理屈の上では、中国の一部になっている。現実には、台湾政府が統治する形で、バックには米国が強力な軍事的な支援を行ない、中国による「開放」を阻止しているのが実態だ。米国の法律で、「台湾関係法」を制定しており、今年で40周年を迎えた。米台の軍事同盟である。今年に入って、米国は「台湾旅行法」を制定して、米台の政府要人が自由な交流を可能とした。このように、米台関係は緊密化している。

 

『レコードチャイナ』(12月8日付)は、「香港寄れぬ米軍艦は台湾に行け? 米国人はそれがどれほど危険なことかを知らない中国メディア」と題する記事を掲載した。

 

中国メディア『環球網』(12月6日付)は、米国の「香港人権・民主主義法」の成立に対抗して中国政府が米軍艦による香港寄港の拒否を発表したことについて、同法の発起人の1人である米議員が「米海軍は台湾で補給せよ」と語ったことを報じた。

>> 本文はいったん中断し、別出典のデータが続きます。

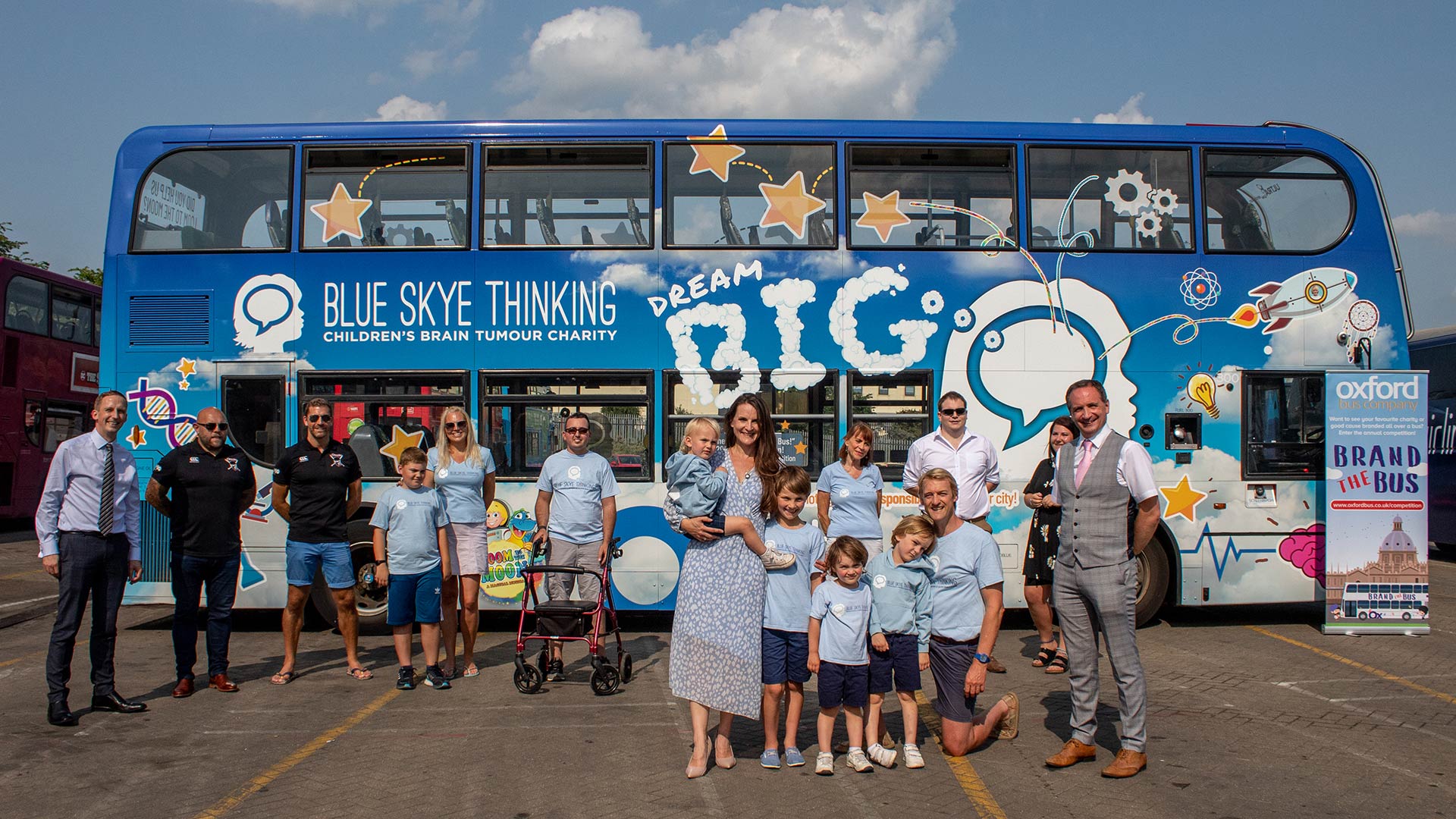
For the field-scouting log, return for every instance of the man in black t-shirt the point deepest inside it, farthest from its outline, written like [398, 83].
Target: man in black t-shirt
[316, 490]
[212, 484]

(1)「記事は、「米国が近ごろ、わが国の反対を顧みず、意図的に同法を成立させ、わが国政府は米軍艦の香港寄港の審査認可を一時取りやめることを発表した」とした上で、同法の発起人の1人である米国のリック・スコット上院議員が「米海軍への補給の機会をもっと台湾に与えよ」と発言したと伝えた。そして、米軍艦にとって香港は重要な補給ステーションであり、米軍艦の香港寄港は香港が中国に返還される以前からの伝統だったと紹介。1997年の中国返還後も米中間で合意が結ばれ、中国政府の許可を前提として米軍艦が引き続き香港に寄港することが認められていたと説明した」

 

米艦は、これまでも米中対立が起こる度に「香港寄港停止」処分を受けてきた。この停止期間が長引けば、台湾寄港を恒常化させるかも知れない。米国には、乗員の休養や水などの補給が必要であるから、台湾寄港もあり得ないことではないだろう。

 

米国は台湾を防衛するために、米中国交回復と同時期に「台湾基本法」を制定した。この条文の解釈しだいでは、台湾寄港も可能かも知れない。その場合、中国の反発がさらに強まるであろう。

 

(2)「その上で、伝統的な香港への寄港と、台湾への米軍艦の寄港は全く別の話であるとし、「1つの中国の原則や米中間の3つの共同文書で定めた規定に反する、中国への内政干渉だ」と批判。同議員の発言は一個人のものにすぎなかったとしても「すでに中国の領土主権に対する完全なる挑発である」と断じた」

 

米国が、国内法で「台湾基本法」を制定していることから言えば、中国との摩擦を配慮しなければ、米艦寄港が可能かも知れない。米中関係は、貿易交渉でこじれている。台湾は、中国領であって、中国領でないという「グレーゾーン」になっている。

 

(3)「記事は、近年米国が台湾への軍艦寄港の試行を繰り返していると主張した上で「どうやら、米国は台湾海峡地域の軍事バランスにすでに歴史的な変化が起きていることを意識できていないようだ」と伝えた。そして、米国がさらに挑発をエスカレートさせるようなら中国軍機による台湾海峡中間線の突破を常態化させ、さらには総統府上空での低空飛行を含む台湾上空の飛行、海軍軍艦による台湾海岸線への停泊を行って中国の主権を軍事力でアピールすることも考えるべきだと論じている」

 

下線を引いた部分は、間違えている。米国は、台湾へ新鋭戦闘機「F16」66機の売却を決定した。これで、中国の軍事攻撃を防ぐには十分な能力がある。逆に、中国本土が攻撃される懸念さえあると言われている。ここで、中国が強い姿勢を取れば、米国では「これ幸い」とそれを理由に、さらに軍事強化せよと言う声が出るであろう。米国の対中警戒論は、急速に高まっている。中国は、図に乗った行動をすれば墓穴を掘る。